Как-то само собой получилось, что мы разговорились: вернее, говорил в основном он, а я — только отдельными фразами. Но все же! Он пространно, в лицах, и не без остроумия рассказывал мне о здешних обитателях, а я слушал и все никак не мог уяснить себе: есть ли цель у него особая? Не просто же поболтать он ко мне вышел! И не просто же в сторону ушедшего старика заглядывал! И не просто же так старик меня предупреждал! И я чувствовал, что она была, цель, хотя, конечно же, не мог понять — в чем? Порою я подмечал на себе (и это вдруг среди самого, можно сказать, смеха) его изучающе-холодный взгляд. Наверное, и болтовня тоже была приспособлена для дела и служила…
Прервавшись на полуслове, он вдруг спросил меня: чем я занимаюсь? И спросил-то холодно. Я сказал, что работаю на заводе. Он спросил: кем? Я сказал, что бетонщиком.
— Так-то уж и бетонщиком?
— Именно так.
— Что-то мало верится, — сказал он и тут же внезапно потянулся к моим рукам, ухватил за запястья и развернул ладонями вверх. Я отдернул руки. А он нехорошо улыбнулся и сказал:
— Ну а вообще-то, как говорится, в свободное время — пишешь небось? А?
Я промолчал.
— Дело, — сказал он одобрительно, будто получил положительный ответ, и опять улыбнулся. Улыбка его была характерной: он высоко поднимал углы рта так, что усы вытягивались в стрелку. Они так ровно вытягивались, что мне подумалось: не репетирует ли он такую свою улыбку перед зеркалом?
— А впрочем, — сказал он, помолчав и еще раз повторив «а впрочем», выговорил твердо: — А я — артист.
Я с недоумением на него посмотрел. Но он не шутил.
— Да, артист, — продолжал он, — но не в том, пошло-сценическом смысле: я не на театре играю, я — артист жизни.
При последнем восклицании он взглянул на меня чуть ли не высокомерно. Но, как видно, следы недоуменности еще оставались на моем лице, потому что высокомерие его взгляда возвысилось и еще.
— Для непонимающих — могу объяснить, — он сделал плавный круговой жест на себя, как бы отделяя часть пространства от всего остального. — Я сказал: «артист жизни», но не хочу, чтобы это воспринималось в пошлом смысле — мол, все мы в этой жизни актеры, каждый играет свою роль и так далее. Так, кажется, любят у нас выражаться. Я, разумеется, совсем не в этом смысле. Я уже сказал о сцене, потому и не принимаю жизнь, как сцену. У меня другое. Представь себе, я долго искал, что называется, себя — очень, очень долго. И ничего не отыскал. Да и отыскать не мог. Я по рождению другой, я артист
Мысль эта показалась мне остроумной. Но тут же я подумал: «А не издевается ли он надо мной?» Хотя лицо его было серьезным.

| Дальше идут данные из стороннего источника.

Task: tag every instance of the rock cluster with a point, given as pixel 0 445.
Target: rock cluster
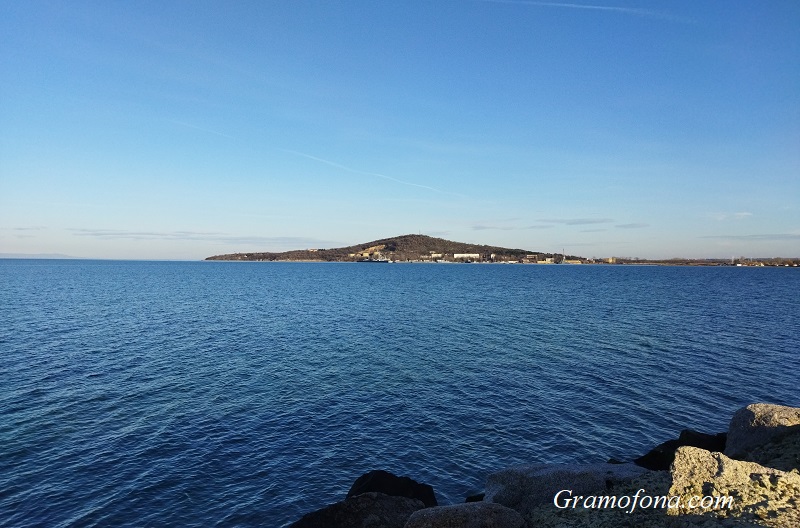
pixel 755 466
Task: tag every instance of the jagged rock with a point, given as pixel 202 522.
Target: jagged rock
pixel 660 457
pixel 468 515
pixel 477 497
pixel 781 453
pixel 766 495
pixel 368 510
pixel 389 484
pixel 758 424
pixel 526 487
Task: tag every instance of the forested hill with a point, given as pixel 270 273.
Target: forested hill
pixel 399 248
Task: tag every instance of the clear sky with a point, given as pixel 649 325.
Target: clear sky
pixel 183 129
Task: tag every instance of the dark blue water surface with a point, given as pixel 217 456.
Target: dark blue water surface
pixel 246 394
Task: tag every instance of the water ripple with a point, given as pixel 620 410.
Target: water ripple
pixel 222 394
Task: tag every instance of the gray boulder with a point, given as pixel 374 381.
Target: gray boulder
pixel 468 515
pixel 526 487
pixel 390 484
pixel 755 492
pixel 369 510
pixel 759 424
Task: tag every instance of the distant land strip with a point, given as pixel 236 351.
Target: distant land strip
pixel 423 248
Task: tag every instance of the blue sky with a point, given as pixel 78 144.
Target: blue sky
pixel 179 130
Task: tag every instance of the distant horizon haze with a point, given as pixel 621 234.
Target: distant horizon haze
pixel 178 131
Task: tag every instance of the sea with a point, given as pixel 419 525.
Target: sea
pixel 249 393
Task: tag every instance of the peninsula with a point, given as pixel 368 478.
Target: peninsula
pixel 406 248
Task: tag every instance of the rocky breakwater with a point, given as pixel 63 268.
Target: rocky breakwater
pixel 754 468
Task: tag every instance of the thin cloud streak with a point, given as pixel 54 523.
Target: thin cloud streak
pixel 766 236
pixel 614 9
pixel 374 174
pixel 632 226
pixel 576 221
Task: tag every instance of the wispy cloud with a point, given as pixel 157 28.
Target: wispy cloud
pixel 764 236
pixel 577 221
pixel 372 174
pixel 730 216
pixel 632 226
pixel 497 228
pixel 607 8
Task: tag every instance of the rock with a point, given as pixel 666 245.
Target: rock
pixel 768 496
pixel 758 424
pixel 782 453
pixel 389 484
pixel 477 497
pixel 660 457
pixel 368 510
pixel 526 487
pixel 468 515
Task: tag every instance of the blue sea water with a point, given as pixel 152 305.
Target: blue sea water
pixel 247 394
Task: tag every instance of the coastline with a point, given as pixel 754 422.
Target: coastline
pixel 749 475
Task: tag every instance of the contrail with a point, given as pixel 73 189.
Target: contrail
pixel 616 9
pixel 364 173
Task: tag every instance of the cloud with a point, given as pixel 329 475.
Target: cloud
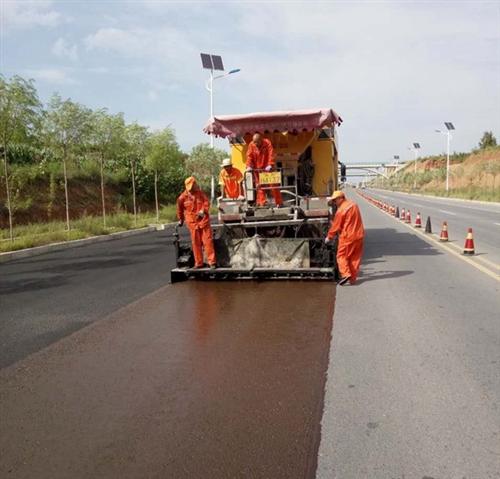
pixel 63 49
pixel 17 14
pixel 52 75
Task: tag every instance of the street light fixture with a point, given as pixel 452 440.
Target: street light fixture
pixel 449 127
pixel 213 62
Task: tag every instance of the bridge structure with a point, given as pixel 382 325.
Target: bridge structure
pixel 373 169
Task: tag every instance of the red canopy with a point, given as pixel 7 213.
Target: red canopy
pixel 298 120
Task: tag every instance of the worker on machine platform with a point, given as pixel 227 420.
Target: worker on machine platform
pixel 193 208
pixel 230 181
pixel 348 224
pixel 260 157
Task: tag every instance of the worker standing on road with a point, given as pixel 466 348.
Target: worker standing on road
pixel 193 208
pixel 230 181
pixel 348 224
pixel 260 157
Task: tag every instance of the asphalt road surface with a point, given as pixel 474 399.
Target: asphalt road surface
pixel 483 218
pixel 47 297
pixel 250 379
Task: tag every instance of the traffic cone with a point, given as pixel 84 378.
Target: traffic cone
pixel 408 217
pixel 469 243
pixel 428 227
pixel 444 232
pixel 418 221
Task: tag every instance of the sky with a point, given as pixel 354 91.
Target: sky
pixel 393 70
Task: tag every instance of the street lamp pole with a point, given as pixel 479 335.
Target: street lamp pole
pixel 416 147
pixel 210 87
pixel 449 127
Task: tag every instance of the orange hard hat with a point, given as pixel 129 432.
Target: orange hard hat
pixel 189 183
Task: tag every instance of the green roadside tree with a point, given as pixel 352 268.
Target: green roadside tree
pixel 107 141
pixel 19 113
pixel 487 140
pixel 136 141
pixel 66 126
pixel 164 158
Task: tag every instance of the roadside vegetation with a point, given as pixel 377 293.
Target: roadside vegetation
pixel 69 171
pixel 474 175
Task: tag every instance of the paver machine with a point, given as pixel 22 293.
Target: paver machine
pixel 274 241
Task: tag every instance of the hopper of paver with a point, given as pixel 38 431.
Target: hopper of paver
pixel 274 242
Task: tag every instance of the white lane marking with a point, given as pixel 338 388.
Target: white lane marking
pixel 485 206
pixel 435 241
pixel 448 212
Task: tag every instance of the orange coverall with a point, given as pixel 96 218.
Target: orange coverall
pixel 188 206
pixel 258 159
pixel 230 180
pixel 349 225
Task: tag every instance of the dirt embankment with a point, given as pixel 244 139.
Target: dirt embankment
pixel 476 175
pixel 41 200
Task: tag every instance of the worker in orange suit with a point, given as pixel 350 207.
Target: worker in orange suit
pixel 193 208
pixel 230 181
pixel 260 157
pixel 348 224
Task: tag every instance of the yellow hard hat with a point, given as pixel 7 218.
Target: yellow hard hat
pixel 337 194
pixel 189 182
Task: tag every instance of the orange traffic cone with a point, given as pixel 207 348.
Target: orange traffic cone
pixel 418 221
pixel 444 232
pixel 469 243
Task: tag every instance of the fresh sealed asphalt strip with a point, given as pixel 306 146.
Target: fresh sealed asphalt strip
pixel 195 380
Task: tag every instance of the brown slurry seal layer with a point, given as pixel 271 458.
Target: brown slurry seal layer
pixel 197 380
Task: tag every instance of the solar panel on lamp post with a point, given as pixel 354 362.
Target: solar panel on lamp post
pixel 449 127
pixel 213 62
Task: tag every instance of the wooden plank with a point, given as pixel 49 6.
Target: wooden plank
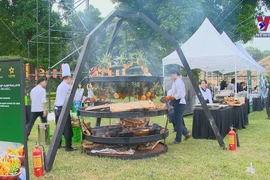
pixel 90 108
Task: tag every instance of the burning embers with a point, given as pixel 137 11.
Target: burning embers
pixel 130 127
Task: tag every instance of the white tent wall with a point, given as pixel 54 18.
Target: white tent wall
pixel 206 50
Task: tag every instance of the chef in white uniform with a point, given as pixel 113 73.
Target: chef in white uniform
pixel 178 101
pixel 61 94
pixel 206 92
pixel 38 104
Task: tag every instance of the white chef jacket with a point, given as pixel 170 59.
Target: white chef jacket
pixel 61 93
pixel 230 87
pixel 90 94
pixel 178 90
pixel 78 95
pixel 207 95
pixel 38 97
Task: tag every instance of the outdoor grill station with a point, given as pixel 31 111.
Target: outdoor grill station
pixel 155 132
pixel 133 137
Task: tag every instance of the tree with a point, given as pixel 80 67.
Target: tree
pixel 266 53
pixel 255 53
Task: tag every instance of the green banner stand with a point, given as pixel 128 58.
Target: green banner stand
pixel 13 140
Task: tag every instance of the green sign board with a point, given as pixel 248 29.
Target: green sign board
pixel 12 112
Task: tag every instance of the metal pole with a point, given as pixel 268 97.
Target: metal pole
pixel 235 84
pixel 49 53
pixel 66 57
pixel 37 32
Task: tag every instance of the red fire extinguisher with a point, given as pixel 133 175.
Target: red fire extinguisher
pixel 232 140
pixel 38 162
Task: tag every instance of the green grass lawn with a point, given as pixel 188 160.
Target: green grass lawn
pixel 192 159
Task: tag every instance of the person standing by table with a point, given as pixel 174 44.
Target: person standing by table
pixel 231 85
pixel 206 92
pixel 38 104
pixel 223 84
pixel 90 93
pixel 267 105
pixel 61 94
pixel 78 97
pixel 178 101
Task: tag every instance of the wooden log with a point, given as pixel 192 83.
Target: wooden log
pixel 91 108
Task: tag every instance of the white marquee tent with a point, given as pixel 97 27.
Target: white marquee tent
pixel 245 53
pixel 206 50
pixel 252 65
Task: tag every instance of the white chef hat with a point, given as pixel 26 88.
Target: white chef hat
pixel 65 70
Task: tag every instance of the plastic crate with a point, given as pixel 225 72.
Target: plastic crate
pixel 77 135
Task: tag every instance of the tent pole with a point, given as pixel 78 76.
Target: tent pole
pixel 163 72
pixel 247 86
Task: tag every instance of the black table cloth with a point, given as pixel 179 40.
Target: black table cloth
pixel 247 105
pixel 27 113
pixel 201 128
pixel 257 104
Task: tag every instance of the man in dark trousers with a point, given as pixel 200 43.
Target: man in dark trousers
pixel 267 104
pixel 38 104
pixel 61 94
pixel 178 101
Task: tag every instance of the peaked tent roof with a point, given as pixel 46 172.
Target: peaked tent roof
pixel 206 50
pixel 246 54
pixel 251 65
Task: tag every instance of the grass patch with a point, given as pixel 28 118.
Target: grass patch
pixel 192 159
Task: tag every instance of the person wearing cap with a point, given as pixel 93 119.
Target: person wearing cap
pixel 38 107
pixel 61 94
pixel 178 101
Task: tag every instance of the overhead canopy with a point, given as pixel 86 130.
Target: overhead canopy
pixel 206 50
pixel 246 54
pixel 251 65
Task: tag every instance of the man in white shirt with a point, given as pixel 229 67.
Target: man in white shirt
pixel 206 93
pixel 178 101
pixel 61 94
pixel 38 106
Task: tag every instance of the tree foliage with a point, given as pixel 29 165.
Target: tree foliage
pixel 19 25
pixel 255 53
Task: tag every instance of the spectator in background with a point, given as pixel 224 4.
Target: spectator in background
pixel 78 97
pixel 243 86
pixel 231 85
pixel 90 93
pixel 223 84
pixel 178 93
pixel 38 106
pixel 267 104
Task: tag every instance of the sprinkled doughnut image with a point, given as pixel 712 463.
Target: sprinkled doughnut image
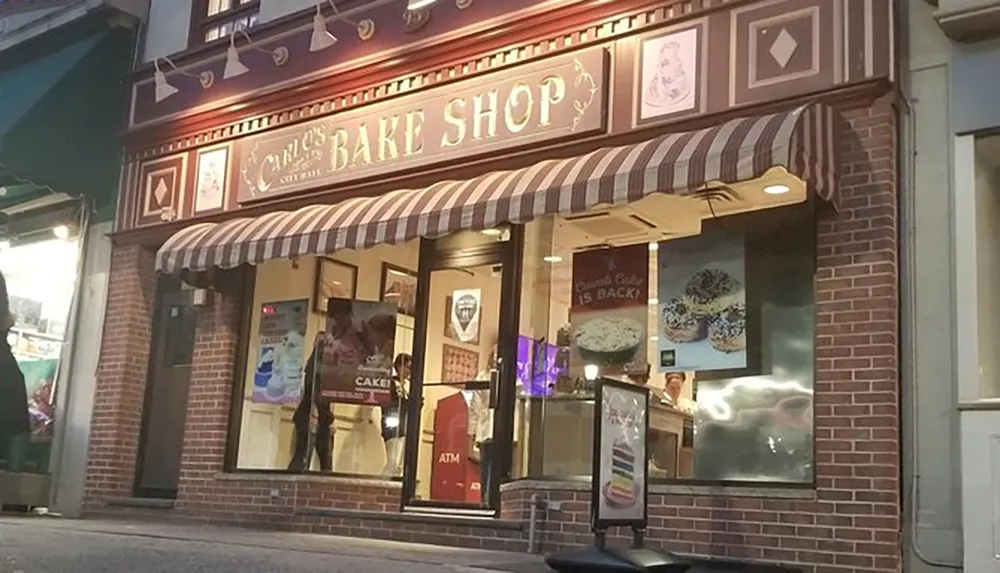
pixel 727 330
pixel 680 323
pixel 710 290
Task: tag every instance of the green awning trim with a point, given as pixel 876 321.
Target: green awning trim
pixel 62 105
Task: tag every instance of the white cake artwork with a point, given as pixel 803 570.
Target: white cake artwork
pixel 669 73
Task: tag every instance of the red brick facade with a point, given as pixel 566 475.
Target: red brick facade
pixel 850 522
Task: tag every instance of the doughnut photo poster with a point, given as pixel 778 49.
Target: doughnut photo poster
pixel 702 318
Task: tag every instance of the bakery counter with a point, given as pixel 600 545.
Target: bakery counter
pixel 567 434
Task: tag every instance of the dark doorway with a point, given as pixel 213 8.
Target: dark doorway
pixel 161 439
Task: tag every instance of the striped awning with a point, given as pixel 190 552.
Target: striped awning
pixel 800 140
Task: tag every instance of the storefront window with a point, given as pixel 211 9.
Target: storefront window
pixel 724 339
pixel 41 279
pixel 289 311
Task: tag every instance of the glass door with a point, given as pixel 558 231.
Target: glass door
pixel 459 439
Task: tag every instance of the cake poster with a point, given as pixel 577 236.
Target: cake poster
pixel 281 354
pixel 358 343
pixel 466 306
pixel 620 494
pixel 609 309
pixel 702 315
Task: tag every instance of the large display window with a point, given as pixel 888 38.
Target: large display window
pixel 500 333
pixel 41 281
pixel 717 320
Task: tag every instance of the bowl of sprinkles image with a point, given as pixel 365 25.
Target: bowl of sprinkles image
pixel 609 341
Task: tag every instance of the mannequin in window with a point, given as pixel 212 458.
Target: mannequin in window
pixel 344 344
pixel 481 426
pixel 394 416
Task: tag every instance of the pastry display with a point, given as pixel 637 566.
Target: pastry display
pixel 727 330
pixel 680 323
pixel 609 340
pixel 708 291
pixel 620 491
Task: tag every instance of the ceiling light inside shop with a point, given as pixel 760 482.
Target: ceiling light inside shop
pixel 776 189
pixel 418 4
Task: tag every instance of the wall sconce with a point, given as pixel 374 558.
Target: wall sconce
pixel 323 39
pixel 234 67
pixel 163 89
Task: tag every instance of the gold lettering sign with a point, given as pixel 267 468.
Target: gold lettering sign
pixel 557 98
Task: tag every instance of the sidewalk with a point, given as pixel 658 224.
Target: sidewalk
pixel 448 558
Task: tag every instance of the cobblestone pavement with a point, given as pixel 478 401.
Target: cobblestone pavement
pixel 49 545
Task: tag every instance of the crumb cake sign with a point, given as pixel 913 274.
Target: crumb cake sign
pixel 702 314
pixel 608 315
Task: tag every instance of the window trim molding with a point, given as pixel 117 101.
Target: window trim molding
pixel 200 23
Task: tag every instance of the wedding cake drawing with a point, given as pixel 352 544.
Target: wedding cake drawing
pixel 670 83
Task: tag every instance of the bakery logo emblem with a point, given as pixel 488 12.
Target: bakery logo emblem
pixel 465 312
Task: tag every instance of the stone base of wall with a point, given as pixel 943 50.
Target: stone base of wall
pixel 787 527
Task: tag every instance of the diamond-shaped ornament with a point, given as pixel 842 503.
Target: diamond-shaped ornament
pixel 783 48
pixel 161 191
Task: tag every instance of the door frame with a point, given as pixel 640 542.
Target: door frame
pixel 169 292
pixel 508 254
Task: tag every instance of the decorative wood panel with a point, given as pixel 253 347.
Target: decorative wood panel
pixel 749 54
pixel 162 184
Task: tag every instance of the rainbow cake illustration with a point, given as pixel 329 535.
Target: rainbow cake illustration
pixel 620 491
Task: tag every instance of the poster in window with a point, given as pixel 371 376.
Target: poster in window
pixel 619 495
pixel 609 312
pixel 281 354
pixel 463 318
pixel 334 279
pixel 358 342
pixel 702 314
pixel 399 286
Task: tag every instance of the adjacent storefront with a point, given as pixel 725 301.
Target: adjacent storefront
pixel 387 317
pixel 57 194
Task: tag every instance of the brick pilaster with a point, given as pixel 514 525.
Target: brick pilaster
pixel 121 375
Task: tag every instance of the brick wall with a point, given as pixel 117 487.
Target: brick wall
pixel 121 375
pixel 850 523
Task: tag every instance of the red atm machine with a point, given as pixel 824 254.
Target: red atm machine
pixel 454 477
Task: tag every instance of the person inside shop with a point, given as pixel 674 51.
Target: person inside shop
pixel 343 344
pixel 481 424
pixel 14 420
pixel 394 415
pixel 674 392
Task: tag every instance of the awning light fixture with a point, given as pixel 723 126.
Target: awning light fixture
pixel 776 189
pixel 323 39
pixel 163 89
pixel 418 4
pixel 234 67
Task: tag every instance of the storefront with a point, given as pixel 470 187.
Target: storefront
pixel 698 200
pixel 57 192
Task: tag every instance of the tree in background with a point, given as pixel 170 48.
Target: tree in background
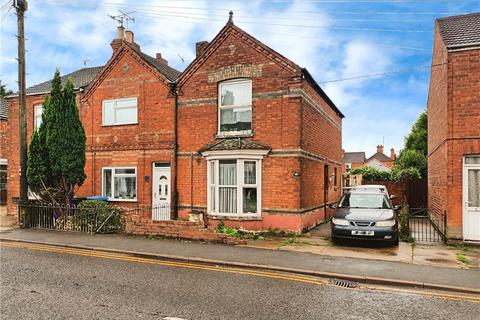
pixel 414 155
pixel 56 160
pixel 4 91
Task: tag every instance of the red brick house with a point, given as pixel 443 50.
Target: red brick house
pixel 243 135
pixel 454 126
pixel 259 142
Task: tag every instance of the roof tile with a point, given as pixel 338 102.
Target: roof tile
pixel 460 31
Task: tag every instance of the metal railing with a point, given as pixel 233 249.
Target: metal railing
pixel 73 218
pixel 425 227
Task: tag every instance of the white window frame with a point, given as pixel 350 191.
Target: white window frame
pixel 115 107
pixel 113 182
pixel 220 107
pixel 35 116
pixel 240 157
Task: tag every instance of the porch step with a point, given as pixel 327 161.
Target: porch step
pixel 6 220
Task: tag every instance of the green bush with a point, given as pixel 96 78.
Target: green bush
pixel 99 215
pixel 372 174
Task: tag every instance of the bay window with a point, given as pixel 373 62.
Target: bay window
pixel 119 183
pixel 234 186
pixel 235 107
pixel 119 111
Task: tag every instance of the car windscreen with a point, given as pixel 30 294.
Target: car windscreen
pixel 365 201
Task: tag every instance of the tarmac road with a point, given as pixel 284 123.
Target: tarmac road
pixel 42 283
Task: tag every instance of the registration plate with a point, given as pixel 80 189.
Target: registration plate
pixel 363 233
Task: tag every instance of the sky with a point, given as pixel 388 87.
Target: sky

— Так получается, что актер уже и есть безнравственный человек? — сказал я, чуть только улыбкой скрашивая серьезность, которая невольно во мне проявилась (я ее стыдился — своей серьезности, потому что все-таки не очень мог доверять Ванокину: не может быть, чтобы такой — говорил совершенно серьезно).
— Получается, что так, — отвечал он. — И чем сильнее актер, тем он безнравственнее. Хотя и поневоле. Вследствие, так сказать, специфики профессиональной.
— Значит, и писатель — он тоже… — воскликнул я, не сумев сдержаться.
Здесь он поднял руку, и я подумал, что он опять сделает свой жест отделения пространства, но он осторожно дотянул ее до затылка и чуть к нему прикоснулся.
— Не думал, — проговорил он. — Честно говоря, не думал. Но… — он прищурил глаза, — если поразмыслить, то… если поразмыслить… Нет — с писателем другое. Он ведь не воплощается, он со стороны видит. А это — другое. Хотя и сам может быть подлецом, но это уже не от искусства.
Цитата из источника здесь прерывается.